On the question of fees, the State obtains €1 billion per year for the provision of the ELG. By the end of January or February, if the guarantee no longer existed, we would still obtain fees from the existence of the guarantee because it is on a five-year maturity basis and only comes to an end at the end of five years, even if the guarantee is no longer in place. It is not the case that the income the State receives from the guarantee will completely disappear overnight. The State will be weaned off and we are factoring that into the macroeconomic framework in terms of next year and the resources available to it.
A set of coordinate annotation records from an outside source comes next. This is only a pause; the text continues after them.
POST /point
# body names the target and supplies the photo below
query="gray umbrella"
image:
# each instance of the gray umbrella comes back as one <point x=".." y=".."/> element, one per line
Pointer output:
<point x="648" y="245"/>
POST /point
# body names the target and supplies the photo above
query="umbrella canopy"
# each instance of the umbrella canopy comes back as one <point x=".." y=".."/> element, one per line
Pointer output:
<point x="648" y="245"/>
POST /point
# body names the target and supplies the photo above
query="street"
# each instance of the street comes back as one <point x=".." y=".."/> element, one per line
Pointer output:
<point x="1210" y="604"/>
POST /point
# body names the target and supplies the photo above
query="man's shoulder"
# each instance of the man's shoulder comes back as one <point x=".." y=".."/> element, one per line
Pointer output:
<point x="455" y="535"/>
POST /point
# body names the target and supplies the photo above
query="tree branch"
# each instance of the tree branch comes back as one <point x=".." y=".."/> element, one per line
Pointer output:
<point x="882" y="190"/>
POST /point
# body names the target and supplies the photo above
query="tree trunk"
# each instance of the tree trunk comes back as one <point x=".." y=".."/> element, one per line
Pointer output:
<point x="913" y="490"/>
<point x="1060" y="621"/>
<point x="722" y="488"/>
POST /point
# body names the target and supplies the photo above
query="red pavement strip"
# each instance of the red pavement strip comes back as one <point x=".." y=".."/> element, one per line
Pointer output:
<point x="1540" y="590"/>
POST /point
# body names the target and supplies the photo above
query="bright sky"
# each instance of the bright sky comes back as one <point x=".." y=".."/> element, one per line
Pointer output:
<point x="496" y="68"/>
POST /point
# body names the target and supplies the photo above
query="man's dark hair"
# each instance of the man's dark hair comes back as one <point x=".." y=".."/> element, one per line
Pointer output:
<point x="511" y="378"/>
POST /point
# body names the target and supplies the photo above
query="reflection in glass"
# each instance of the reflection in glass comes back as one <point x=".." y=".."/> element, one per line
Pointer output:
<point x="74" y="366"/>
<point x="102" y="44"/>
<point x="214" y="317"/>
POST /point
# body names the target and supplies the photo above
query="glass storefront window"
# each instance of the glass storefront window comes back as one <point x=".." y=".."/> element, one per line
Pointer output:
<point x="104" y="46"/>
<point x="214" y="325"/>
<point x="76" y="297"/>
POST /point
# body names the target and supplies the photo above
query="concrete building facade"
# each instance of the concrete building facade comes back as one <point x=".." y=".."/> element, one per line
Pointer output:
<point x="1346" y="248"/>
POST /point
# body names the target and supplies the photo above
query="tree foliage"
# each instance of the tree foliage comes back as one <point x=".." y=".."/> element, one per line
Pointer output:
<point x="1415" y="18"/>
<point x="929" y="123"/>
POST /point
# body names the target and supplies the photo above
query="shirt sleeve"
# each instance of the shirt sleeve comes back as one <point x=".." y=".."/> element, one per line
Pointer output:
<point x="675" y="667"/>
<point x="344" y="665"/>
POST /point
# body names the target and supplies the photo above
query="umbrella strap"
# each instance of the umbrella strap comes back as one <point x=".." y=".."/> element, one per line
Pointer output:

I ask the House to accept that Ireland is a small country that has come to an appalling time in its economic history. Dreadful mistakes were made in terms of the decisions taken, as Senator Barrett and others said. We will come back from this and the only way to come back is to have a viable banking sector. That is why the decisions the Government has taken in terms of restructuring the banking sector in Ireland are essential to recovery. What do we want more than anything else? We want our money back. We want the money invested in these banks over a period of years to be returned in order that, for taxpayers in the future, the funds can be used for investment, jobs and development purposes. That is the ambition of the Government and the passage of the motion will help us to reposition the Irish banking sector towards more normal, profitable and positive territory.

Question put:
The Seanad divided: Tá, 37; Níl, 4.

  • Barrett, Sean D.
  • Bradford, Paul.
  • Brennan, Terry.
  • Byrne, Thomas.
  • Clune, Deirdre.
  • Coghlan, Eamonn.
  • Coghlan, Paul.
  • Conway, Martin.
  • Cummins, Maurice.
  • D'Arcy, Jim.
  • D'Arcy, Michael.
  • Daly, Mark.
  • Gilroy, John.
  • Hayden, Aideen.
  • Heffernan, James.
  • Henry, Imelda.
  • Higgins, Lorraine.
  • Keane, Cáit.
  • Kelly, John.
  • Landy, Denis.
  • Leyden, Terry.
  • MacSharry, Marc.
  • Moloney, Marie.
  • Mooney, Paschal.
  • Moran, Mary.
  • Mulcahy, Tony.
  • Mullen, Rónán.
  • Mullins, Michael.
  • O'Donovan, Denis.
  • O'Neill, Pat.
  • O'Sullivan, Ned.
  • Quinn, Feargal.
  • Sheahan, Tom.
  • van Turnhout, Jillian.
  • Walsh, Jim.
  • Whelan, John.
  • Wilson, Diarmuid.

Níl

  • Cullinane, David.
  • Norris, David.
  • Ó Clochartaigh, Trevor.
  • Reilly, Kathryn.
Tellers: Tá, Senators Paul Coghlan and Aideen Hayden; Níl, Senators David Cullinane and Kathryn Reilly.
Question declared carried.

Senator Thomas Byrne voted in Senator Darragh O'Brien's seat, but that does not affect the result of the vote.

Wishful thinking by Senator Byrne.

The coup has taken place.

He would be delighted to be rid of the job.